The Arizona legislature has cut taxes for thirty years, then says there's no resources available.ReplyDelete
Currently they support universal vouchers, even for students who attend private and religious schools. Folks worked in the summer heat to get signatures to get the issue on the Nov. ballot, to hopefully defeat this.
Our legislature only responds to education needs when there is a lawsuit. I sadly expect future court fights just to force the legislature to follow our state Constitution.
In case you aren't aware, this fight is only about K-12.
Don't get me started on college funding...(sigh)
I appreciate your ability to capture the mindset of so many teachers in Arizona. Choosing to walk out was far more difficult than I anticipated. Despite largely statewide, district level support, there are still schools that remain open. The charter school I teach at is one. The majority of our teachers felt their conscience ease when they decided to schedule our first walk-in to support the cause on the day of the walk outs. Yet others actively shared their opinion about why teachers (them being one…only uncertified) were dumb and completely unaware about how the “real-world” works. The passive aggressive emails helped solidify that not only was I going to be the only one to walk out, but, come summer, I will walk out of the school for the last time. Sadly at strike facilitator meetings, many described similar strife, but as you previously stated, the price of not walking out is too high in eyes of some, for them to not be counted in the number of those in protest.ReplyDelete
This movement has been careful to ensure that the public perceives this walk out as more than an initiative for increased pay, but to “fully fund” our classrooms. The 2008 levels have been the target. The current plan released by Ducey two days ago reported on www.azfamily.com, gives the impression that it is meeting both those demands in a compromised fashion. My fear is that, if accepted, the public will perceive that we have set our schools up for future success. It is true that the 20% pay increase will make a teacher salary more competitive. According to the National Education Association’s April 2008 Report’s Arizona would go from the current rank of 44th to 31st in the next year, 24th with 15% the following year and fittingly 20th in 2020. However the revenue per student in Arizona is ranked at 50th, and we will stay at the rank until the promised $371,000,000 discretionary spending is fully enacted in FIVE years from now. To get to the 48th rank would require another $303,180,219 in addition to Governor Doug Ducey’s plan. Even the requested one billion dollars by the #Red4Ed movement leaders would only result in $9,273.67 per student and place Arizona at 46th in the nation(http://www.nea.org/home/44479.htm). (Note: all projected pupil revenue amounts factor in the incremental 20% salary expansion for all teachers and is compared to 2017 rankings.)

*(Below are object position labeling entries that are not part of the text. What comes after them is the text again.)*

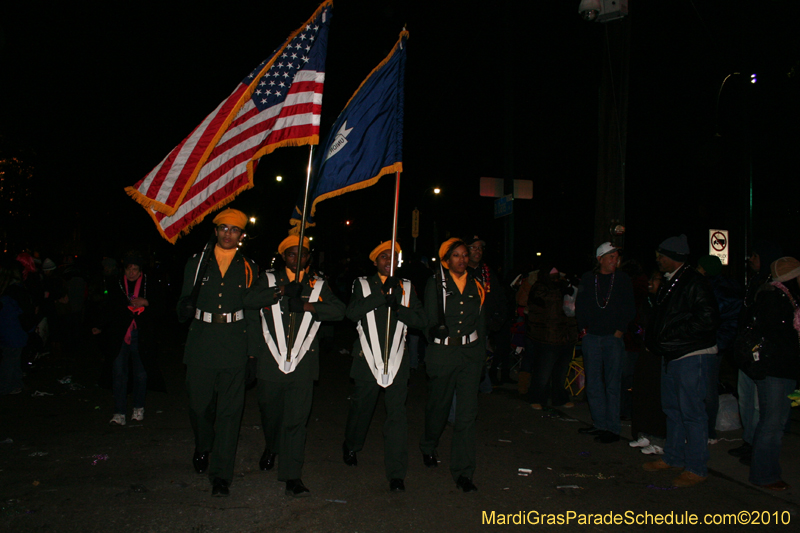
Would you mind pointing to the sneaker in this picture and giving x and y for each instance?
(777, 486)
(659, 464)
(688, 479)
(744, 449)
(653, 449)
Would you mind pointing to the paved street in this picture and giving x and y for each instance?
(66, 469)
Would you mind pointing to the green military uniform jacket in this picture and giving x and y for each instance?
(222, 345)
(412, 316)
(327, 308)
(463, 315)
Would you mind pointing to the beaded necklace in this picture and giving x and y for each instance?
(597, 288)
(123, 284)
(659, 298)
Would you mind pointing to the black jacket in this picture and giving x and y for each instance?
(775, 315)
(685, 318)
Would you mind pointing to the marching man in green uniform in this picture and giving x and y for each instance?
(217, 298)
(288, 360)
(454, 359)
(369, 306)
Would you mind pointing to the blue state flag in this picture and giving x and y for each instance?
(366, 141)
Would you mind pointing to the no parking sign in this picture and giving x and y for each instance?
(718, 244)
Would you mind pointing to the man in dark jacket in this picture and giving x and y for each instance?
(497, 323)
(683, 331)
(763, 255)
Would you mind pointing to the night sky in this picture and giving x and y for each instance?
(96, 94)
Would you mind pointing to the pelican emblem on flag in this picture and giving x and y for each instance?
(340, 141)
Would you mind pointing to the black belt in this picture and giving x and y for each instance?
(219, 318)
(458, 341)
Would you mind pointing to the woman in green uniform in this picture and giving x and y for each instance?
(455, 358)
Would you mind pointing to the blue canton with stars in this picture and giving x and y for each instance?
(305, 52)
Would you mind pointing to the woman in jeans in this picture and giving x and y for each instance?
(777, 310)
(550, 339)
(128, 324)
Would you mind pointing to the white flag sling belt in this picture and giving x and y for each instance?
(372, 346)
(305, 335)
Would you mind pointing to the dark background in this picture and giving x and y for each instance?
(93, 95)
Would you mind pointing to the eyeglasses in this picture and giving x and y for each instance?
(233, 230)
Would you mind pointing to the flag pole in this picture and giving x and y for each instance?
(386, 345)
(298, 267)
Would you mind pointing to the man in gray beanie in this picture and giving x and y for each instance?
(682, 330)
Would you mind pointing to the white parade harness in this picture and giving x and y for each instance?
(305, 334)
(372, 347)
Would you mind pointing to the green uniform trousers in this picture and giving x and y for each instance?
(216, 401)
(445, 380)
(285, 408)
(395, 429)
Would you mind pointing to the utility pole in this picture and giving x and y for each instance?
(612, 133)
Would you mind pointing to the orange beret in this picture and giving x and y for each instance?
(231, 217)
(445, 247)
(293, 240)
(386, 245)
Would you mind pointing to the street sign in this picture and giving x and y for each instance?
(523, 189)
(504, 206)
(718, 244)
(492, 187)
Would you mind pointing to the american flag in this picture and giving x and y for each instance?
(277, 104)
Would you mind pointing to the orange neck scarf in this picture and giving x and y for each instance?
(290, 274)
(461, 282)
(224, 258)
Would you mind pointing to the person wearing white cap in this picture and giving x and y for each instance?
(604, 308)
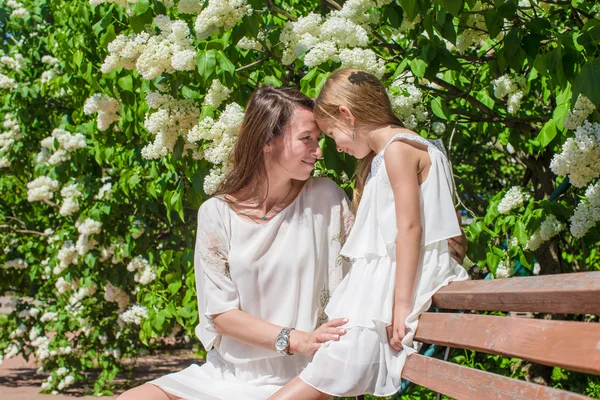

By no means did I think that that this movement was going to be able to fix the spending epidemic in Arizona education over a few strike nights. My hope is that the public doesn’t think that once teachers have left the capitol, that the battle is over. Cutting taxes has a cost. Come November, I hope the picture of thousands of red shirts shutting down streets like you included are imprinted in the public's minds so that this can be a turning point in our state’s priorities versus a placation to keep teachers quite.